Fraîchement retraitée de la Poste, elle ne désire que le meilleur pour sa petite dans le monde du rugby. «Je lui souhaite sincèrement beaucoup de succès. Qu’elle puisse, par exemple, remporter la Can avec le Sénégal. J’étais très heureuse lorsqu’elle est allée avec l’équipe nationale au Burkina-Faso. Les responsables de la sélection sont sérieux. Ils viennent nous voir pour nous informer de leur programme. Je pense qu’aujourd’hui il n’est plus question de garçons et de filles. La police et la gendarmerie nous l’ont démontré. A mon époque nous ne réfléchissions pas comme ça, à présent il y a la parité. Tout est bon. Il n’y a aucun risque, on peut réussir partout, même en tenant un bout de bois», argumente-t-elle.
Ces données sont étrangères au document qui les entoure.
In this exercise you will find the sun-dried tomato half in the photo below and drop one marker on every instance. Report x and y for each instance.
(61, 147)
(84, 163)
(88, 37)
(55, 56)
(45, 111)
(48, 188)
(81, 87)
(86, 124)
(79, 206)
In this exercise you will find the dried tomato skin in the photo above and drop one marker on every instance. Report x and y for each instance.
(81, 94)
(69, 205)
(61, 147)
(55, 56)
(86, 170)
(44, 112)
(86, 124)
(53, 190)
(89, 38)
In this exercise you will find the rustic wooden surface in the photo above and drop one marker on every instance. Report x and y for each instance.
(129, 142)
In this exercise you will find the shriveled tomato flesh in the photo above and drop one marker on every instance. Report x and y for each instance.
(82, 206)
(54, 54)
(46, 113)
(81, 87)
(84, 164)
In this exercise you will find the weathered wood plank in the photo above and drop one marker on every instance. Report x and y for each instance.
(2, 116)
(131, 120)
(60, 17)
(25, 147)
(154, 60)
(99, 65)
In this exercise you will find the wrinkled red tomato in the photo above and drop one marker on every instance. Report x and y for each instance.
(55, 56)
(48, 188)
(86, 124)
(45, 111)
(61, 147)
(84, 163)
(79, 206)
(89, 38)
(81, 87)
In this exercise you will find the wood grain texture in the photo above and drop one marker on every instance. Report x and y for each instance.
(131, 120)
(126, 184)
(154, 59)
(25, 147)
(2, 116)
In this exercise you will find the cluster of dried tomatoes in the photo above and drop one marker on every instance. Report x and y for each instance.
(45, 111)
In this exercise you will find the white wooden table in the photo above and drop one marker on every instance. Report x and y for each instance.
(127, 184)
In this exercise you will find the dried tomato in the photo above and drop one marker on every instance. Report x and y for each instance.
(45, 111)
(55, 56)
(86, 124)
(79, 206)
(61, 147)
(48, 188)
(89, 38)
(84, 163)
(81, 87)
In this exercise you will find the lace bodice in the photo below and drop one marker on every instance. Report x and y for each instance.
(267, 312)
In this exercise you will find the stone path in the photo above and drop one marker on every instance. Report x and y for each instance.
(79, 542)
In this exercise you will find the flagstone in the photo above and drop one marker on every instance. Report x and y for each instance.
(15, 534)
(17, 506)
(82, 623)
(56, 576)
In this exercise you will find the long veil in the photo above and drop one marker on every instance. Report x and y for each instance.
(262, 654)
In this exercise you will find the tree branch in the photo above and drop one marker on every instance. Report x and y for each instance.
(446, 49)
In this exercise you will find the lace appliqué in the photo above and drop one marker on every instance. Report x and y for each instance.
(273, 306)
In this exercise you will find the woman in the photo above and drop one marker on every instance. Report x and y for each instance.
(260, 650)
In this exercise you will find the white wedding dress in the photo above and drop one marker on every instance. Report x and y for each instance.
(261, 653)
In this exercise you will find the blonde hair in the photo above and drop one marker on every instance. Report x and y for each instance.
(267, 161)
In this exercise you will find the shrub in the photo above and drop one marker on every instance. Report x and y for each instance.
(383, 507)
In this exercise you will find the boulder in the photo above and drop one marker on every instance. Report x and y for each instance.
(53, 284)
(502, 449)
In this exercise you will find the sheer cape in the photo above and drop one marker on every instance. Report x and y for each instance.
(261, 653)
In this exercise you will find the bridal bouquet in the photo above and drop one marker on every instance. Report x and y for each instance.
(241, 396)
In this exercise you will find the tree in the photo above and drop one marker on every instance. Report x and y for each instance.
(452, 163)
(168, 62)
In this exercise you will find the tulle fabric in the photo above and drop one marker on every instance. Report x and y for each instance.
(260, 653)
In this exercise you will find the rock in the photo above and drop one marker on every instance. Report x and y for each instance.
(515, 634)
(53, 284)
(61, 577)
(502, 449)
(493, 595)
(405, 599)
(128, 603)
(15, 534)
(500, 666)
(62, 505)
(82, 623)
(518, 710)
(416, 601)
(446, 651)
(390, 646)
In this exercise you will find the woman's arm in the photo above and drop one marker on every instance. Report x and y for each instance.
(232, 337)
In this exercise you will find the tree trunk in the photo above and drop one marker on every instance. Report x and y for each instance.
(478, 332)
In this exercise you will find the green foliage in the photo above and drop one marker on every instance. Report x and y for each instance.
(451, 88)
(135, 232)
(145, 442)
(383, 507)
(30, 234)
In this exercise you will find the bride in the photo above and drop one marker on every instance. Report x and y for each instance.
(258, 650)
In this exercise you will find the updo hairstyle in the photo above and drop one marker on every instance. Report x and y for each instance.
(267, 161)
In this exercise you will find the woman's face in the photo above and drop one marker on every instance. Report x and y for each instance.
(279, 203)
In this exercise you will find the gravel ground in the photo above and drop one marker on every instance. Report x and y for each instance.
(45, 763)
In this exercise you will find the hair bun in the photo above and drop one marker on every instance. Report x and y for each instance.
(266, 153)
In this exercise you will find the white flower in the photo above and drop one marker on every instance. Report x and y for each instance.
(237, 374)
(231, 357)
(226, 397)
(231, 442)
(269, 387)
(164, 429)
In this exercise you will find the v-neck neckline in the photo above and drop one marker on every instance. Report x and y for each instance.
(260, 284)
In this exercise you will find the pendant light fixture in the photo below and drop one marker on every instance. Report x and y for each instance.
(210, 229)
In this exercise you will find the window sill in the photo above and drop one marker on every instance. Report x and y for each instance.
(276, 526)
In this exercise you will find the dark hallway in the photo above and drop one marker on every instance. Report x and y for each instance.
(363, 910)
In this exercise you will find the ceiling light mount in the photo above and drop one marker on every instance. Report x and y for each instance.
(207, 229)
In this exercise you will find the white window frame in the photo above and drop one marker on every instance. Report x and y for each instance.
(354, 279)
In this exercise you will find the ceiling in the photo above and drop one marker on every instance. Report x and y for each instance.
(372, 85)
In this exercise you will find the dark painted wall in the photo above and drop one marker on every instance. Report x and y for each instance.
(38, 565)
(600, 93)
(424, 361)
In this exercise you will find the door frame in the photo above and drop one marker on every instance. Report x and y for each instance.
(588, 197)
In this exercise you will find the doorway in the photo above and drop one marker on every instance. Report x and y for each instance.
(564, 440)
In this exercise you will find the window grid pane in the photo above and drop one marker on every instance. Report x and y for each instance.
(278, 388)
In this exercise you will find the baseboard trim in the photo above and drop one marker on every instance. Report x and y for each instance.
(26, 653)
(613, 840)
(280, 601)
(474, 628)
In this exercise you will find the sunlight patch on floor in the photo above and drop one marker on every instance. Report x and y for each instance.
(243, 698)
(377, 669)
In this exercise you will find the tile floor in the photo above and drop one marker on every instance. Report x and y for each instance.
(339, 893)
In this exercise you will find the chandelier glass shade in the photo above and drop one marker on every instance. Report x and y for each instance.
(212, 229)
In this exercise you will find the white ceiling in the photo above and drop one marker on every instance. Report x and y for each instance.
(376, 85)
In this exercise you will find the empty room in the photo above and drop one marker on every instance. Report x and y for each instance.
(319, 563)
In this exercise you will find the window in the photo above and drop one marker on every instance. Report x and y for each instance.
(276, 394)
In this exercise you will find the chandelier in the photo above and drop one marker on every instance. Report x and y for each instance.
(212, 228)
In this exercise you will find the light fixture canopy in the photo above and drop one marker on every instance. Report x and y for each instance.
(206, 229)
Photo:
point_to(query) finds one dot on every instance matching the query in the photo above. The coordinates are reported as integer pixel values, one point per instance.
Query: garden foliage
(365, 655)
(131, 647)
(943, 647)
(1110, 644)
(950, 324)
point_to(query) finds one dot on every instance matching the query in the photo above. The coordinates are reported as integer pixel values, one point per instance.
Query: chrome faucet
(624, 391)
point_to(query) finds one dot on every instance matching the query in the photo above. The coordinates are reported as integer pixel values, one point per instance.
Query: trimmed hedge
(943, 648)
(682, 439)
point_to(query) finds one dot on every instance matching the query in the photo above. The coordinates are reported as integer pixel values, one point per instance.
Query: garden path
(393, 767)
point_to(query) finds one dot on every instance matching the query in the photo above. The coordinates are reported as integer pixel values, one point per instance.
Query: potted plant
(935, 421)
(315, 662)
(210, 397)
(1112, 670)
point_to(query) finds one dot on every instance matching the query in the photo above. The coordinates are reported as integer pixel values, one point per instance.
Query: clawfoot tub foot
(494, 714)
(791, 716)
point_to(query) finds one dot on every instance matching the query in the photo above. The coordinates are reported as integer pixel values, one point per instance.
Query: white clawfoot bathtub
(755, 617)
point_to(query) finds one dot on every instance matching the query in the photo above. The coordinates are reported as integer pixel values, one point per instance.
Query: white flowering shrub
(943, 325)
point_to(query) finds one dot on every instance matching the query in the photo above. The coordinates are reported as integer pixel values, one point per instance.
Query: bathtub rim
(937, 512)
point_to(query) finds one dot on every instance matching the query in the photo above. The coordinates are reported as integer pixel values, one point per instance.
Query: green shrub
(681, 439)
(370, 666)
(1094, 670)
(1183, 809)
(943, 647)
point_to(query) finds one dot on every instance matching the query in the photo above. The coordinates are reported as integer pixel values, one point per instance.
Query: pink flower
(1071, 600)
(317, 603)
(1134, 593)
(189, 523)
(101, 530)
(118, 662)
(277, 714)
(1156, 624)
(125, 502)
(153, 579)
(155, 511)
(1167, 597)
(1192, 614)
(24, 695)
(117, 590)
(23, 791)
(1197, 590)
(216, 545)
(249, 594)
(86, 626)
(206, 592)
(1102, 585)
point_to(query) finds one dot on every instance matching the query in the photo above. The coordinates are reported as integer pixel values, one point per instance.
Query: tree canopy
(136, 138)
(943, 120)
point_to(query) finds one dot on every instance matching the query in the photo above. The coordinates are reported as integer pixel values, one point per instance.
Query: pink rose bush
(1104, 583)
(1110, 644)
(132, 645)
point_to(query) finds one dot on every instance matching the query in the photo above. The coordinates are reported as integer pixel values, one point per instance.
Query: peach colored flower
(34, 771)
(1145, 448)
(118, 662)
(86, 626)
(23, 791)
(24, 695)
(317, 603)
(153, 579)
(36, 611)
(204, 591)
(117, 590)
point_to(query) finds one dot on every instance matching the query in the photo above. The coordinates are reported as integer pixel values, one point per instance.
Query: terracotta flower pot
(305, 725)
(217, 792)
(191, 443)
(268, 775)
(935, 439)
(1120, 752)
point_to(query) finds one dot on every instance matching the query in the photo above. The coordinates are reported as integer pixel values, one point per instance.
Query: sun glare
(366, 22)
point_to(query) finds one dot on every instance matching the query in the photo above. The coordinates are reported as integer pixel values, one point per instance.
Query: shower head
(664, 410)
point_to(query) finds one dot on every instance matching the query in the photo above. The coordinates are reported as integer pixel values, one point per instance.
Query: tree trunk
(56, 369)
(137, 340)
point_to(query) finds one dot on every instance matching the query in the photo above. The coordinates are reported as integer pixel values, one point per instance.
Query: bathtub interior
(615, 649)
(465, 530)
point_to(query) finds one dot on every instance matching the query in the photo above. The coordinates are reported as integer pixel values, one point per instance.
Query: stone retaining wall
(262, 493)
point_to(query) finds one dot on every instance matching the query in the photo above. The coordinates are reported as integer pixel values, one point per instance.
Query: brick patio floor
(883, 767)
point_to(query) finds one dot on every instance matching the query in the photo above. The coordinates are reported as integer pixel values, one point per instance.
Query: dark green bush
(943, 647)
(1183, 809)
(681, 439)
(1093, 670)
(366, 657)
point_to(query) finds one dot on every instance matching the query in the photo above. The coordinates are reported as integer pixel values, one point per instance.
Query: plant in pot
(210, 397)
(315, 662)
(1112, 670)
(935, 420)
De l’ambition plein les yeux
Elève en Première L, Marième conjugue désormais au passé sa première ambition d’être avocate. A présent, elle n’a d’yeux que pour les drops et les essais. « J’aimerais vraiment aller à l’extérieur pour pratiquer le rugby. Cela sera un plus pour que nous ramenions des trophées au pays», dit-elle. Pour atteindre ce rêve, il faudrait songer à palier à l’absence de championnat national féminin. En attendant cela, la «Lionne» se donne à fond lors des tournois de présélection en équipe nationale. «Nous évoluons dans des clubs qui participent aux tournois. Dix joueuses seront retenues au final pour les rencontres», nous explique–t-elle. Du haut de son mètre soixante dix, elle affirme que ses coéquipières sont animées d’une détermination sans faille : «Nous avons de l’ambition. Nous voulons montrer aux autres que nous sommes capables. Nous sommes des leaders et nous devons baliser le terrain pour les générations futures. Nous voulons vraiment réussir dans cette discipline et apporter la coupe au Sénégal pour que les gens aient le courage d’amener leurs filles à pratiquer le Rugby. Notre ambition nous pousse même souvent à taquiner les garçons en disant que nous sommes meilleurs qu’eux».
Avec à son actif cinq rencontres internationales avec les «Lionnes», elle prépare activement le tournoi de la zone Nord qui va voir la participation de dix sélections africaines en Avril prochain à Thiès. «Lors du tournoi international au Burkina en 2010, nous avons perdu en finale contre la Tunisie. Avant, nous avons fait match nul avec le Ghana et battu le Burkina, le Maroc et le Togo. Cela nous a permis de voir que notre niveau n’est pas mal», estime la demoiselle et ses 65 kg.
Le quotidien de Marième se vit en trois étapes. Elle va au lycée moderne de Rufisque jusqu’à 17h, fait un tour à la maison, enchaîne sous les coups de 18h avec des exercices de vitesse au bord de la plage ou sur le terrain de football situé à quelques mètres du domicile familial. Les mercredis et les week-end sont consacrés aux entraînements avec son club des Amazones aux Parcelles Assainies. Elle débourse 500 francs cfa pour se rendre aux entraînements et le club prend en charge le retour.
Jamais sans sa musique
Lecteur Mp3 accroché au tour du cou, la talonneuse de la «Tanière» est une vraie accro de la musique. Elle carbure au rythme du Rap français avec les dames de la scène, Zaho et Diam’s. Côté messieurs: «C’est le Rap Galsen que j’aime bien. J’écoute beaucoup Gaston. Le Mbalax c’est juste pour danser rek».
En tant que cinéphile, Marième affectionne les films qui mettent en scène des acteurs relevant les défis comme elle dit le faire avec le Rugby. «J’aime parfois affronter la difficulté. Les films que je regarde doivent refléter cela. Le fait de pratiquer le rugby n’est pas petit pour moi. Nous sommes des filles, mais nous sommes des combattantes, raison pour laquelle j’adore les films d’actions», martèle-t-elle sans hypocrisie. Puisque c’est ce qu’elle déteste le plus! Une autre preuve que Marième Thiombane vit à fond son statut de rugbywoman, son sportif préféré est le rugbyman français, Frédéric Michalak qui évolue dans son club de cœur du stade Toulousain.